Justificación de la fuerza militar
La administración Trump sostiene que la inteligencia recopilada en las últimas semanas indicaba un avance crítico en el enriquecimiento de uranio por parte de Irán, superando los niveles permitidos por cualquier tratado previo. El bombardeo, que ha sacudido los mercados globales y la diplomacia en la ONU, se presenta como el cumplimiento de la política de "presión máxima" que el mandatario ha defendido históricamente.
El presidente subrayó que EE. UU. no busca un cambio de régimen por la fuerza, pero que no retrocederá ante provocaciones que pongan en riesgo la estabilidad del Estrecho de Ormuz o la seguridad de Israel.
Reacciones y estado de alerta
Mientras en Washington se celebra el éxito operativo de la misión, en el Pentágono se mantiene un estado de alerta máxima ante posibles represalias de las milicias respaldadas por Irán en la región. Por su parte, aliados estratégicos han mostrado un apoyo cauteloso, mientras que potencias como Rusia y China han condenado el uso de la fuerza unilateral.
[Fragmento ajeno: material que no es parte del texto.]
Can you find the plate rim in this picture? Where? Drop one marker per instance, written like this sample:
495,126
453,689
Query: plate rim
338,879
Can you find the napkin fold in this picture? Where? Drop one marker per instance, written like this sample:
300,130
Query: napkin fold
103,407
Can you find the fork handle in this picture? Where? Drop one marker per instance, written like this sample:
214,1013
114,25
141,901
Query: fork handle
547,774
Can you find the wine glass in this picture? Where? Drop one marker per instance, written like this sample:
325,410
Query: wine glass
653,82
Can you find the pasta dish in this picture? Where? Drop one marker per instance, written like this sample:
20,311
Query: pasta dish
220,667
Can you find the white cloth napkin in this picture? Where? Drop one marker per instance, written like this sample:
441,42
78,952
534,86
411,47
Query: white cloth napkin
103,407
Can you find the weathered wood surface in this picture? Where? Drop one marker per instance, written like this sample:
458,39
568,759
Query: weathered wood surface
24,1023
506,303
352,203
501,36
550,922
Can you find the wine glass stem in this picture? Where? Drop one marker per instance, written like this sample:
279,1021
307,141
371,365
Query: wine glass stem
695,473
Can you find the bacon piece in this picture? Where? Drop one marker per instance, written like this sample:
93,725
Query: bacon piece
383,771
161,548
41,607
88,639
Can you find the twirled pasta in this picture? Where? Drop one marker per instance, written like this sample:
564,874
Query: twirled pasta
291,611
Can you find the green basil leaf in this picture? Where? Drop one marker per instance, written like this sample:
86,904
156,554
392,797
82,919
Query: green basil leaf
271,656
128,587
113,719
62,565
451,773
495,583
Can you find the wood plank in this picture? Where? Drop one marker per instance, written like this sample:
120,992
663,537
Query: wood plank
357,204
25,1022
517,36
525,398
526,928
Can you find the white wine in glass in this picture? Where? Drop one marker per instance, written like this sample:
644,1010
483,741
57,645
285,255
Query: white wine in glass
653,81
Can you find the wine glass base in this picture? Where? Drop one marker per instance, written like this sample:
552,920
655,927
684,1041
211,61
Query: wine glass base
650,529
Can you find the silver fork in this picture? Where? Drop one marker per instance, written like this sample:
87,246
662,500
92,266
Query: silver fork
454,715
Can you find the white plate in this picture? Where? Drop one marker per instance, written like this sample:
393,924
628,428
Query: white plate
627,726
Trump concluyó su intervención asegurando que "el tiempo de las palabras vacías ha terminado" y que Estados Unidos está preparado para cualquier escenario que surja tras esta ofensiva.
Puntos clave del discurso:
- Desarme forzado: El objetivo primordial es la eliminación total del programa nuclear iraní.
- Acción conjunta: Se destacó la coordinación con fuerzas aliadas para la ejecución de los bombardeos.
- Advertencia final: Cualquier intento de escalada por parte de Teherán será recibido con una "respuesta abrumadora".